Research output: Contribution to journalArticlepeer-review

80 Scopus citations

Abstract

This paper considers the problem of detecting a multichannel signal in the presence of spatially and temporally colored disturbance. A parametric generalized likelihood ratio test (GLRT) is developed by modeling the disturbance as a multichannel autoregressive (AR) process. Maximum likelihood (ML) parameter estimation underlying the parametric GLRT is examined. It is shown that the ML estimator for the alternative hypothesis is nonlinear and there exists no closed-form expression. To address this issue, an asymptotic ML (AML) estimator is presented, which yields asymptotically optimum parameter estimates at reduced complexity.

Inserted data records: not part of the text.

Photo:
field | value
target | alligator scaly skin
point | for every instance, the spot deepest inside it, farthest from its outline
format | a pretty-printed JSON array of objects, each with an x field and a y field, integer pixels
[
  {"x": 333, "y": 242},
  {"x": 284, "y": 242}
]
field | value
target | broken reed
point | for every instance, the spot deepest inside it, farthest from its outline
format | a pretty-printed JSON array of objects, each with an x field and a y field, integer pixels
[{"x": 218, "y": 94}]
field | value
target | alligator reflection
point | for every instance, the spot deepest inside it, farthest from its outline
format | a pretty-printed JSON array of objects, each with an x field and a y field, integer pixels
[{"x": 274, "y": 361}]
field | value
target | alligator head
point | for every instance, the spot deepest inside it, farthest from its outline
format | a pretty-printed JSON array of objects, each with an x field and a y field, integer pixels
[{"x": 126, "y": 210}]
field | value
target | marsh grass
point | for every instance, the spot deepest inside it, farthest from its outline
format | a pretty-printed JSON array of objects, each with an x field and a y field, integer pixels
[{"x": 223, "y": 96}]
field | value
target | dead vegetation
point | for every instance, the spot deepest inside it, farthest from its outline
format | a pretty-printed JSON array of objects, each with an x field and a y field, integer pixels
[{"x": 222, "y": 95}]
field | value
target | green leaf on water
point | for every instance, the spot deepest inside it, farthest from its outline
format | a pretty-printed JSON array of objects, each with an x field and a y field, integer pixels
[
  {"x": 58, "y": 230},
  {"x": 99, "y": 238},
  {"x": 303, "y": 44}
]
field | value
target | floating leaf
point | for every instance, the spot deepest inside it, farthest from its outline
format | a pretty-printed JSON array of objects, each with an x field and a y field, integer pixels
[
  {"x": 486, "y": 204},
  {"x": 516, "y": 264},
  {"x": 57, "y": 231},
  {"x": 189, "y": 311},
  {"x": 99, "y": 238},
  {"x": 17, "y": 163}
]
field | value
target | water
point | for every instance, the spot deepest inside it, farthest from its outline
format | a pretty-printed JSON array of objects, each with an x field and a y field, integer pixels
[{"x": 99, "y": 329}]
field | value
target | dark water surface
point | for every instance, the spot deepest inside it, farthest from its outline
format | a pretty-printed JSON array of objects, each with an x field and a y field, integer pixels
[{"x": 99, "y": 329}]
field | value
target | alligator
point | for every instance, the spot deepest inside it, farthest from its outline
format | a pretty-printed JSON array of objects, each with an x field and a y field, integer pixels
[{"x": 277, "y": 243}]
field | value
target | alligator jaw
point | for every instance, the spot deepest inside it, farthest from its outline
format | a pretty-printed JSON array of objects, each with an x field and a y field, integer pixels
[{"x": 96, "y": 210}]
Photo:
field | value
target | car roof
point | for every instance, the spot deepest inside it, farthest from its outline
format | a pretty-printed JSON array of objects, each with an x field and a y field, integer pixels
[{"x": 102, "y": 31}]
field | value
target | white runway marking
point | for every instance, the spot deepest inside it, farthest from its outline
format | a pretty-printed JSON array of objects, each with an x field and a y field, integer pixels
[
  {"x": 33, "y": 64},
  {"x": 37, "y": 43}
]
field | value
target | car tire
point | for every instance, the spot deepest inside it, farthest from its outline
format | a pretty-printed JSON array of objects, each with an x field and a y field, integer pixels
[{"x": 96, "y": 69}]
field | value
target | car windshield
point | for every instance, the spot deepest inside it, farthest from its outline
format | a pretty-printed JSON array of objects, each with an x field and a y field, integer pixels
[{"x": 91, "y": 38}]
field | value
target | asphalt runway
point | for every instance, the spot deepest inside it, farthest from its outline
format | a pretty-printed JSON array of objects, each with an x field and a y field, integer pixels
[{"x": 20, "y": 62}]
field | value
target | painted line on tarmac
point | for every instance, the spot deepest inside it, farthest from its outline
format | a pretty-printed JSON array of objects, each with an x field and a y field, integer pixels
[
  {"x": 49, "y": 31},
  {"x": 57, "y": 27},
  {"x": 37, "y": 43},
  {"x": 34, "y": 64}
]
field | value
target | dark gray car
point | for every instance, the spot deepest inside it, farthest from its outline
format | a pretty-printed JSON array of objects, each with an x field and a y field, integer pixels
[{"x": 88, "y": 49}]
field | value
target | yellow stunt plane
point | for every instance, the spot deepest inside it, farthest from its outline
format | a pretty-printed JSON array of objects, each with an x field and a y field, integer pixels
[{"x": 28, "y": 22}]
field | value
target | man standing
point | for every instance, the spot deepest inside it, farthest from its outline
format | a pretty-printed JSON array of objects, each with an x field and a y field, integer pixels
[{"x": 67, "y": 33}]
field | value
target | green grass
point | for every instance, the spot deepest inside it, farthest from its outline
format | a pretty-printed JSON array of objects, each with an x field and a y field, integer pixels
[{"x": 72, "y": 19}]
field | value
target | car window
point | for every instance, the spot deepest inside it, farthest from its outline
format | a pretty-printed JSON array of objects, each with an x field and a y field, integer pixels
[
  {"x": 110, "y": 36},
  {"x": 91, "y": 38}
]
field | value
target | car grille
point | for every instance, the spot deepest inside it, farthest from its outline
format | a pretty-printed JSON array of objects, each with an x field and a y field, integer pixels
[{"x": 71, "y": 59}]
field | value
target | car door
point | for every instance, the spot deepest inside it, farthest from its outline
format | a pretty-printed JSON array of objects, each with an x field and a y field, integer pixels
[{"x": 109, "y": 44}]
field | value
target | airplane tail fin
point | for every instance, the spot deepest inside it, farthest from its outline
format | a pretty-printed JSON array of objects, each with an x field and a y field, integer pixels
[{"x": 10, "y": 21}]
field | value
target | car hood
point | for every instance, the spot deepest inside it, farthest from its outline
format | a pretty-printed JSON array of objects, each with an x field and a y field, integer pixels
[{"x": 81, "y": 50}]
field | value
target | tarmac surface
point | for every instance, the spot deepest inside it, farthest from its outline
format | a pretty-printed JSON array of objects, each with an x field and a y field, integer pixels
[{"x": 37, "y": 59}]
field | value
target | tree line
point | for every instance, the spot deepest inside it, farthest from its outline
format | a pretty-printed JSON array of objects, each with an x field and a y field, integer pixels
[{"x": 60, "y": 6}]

The performance of the parametric GLRT is studied by considering challenging cases with limited or no training signals for parameter estimation. Such cases (especially when training is unavailable) are of great interest in detecting signals in heterogeneous, fast changing, or dense-target environments, but generally cannot be handled by most existing multichannel detectors which rely more heavily on training at an adequate level. Compared with the recently introduced parametric adaptive matched filter (PAMF) and parametric Rao detectors, the parametric GLRT achieves higher data efficiency, offering improved detection performance in general.

Original languageEnglish
Pages (from-to)5351-5360
Number of pages10
JournalIEEE Transactions on Signal Processing
Volume55
Issue number11
DOIs
StatePublished - Nov 2007

Keywords

  • Generalized likelihood ratio test (GLRT)
  • Maximum likelihood (ML) parameter estimation
  • Multichannel signal detection
  • Parametric models
  • Space-time adaptive processing (STAP)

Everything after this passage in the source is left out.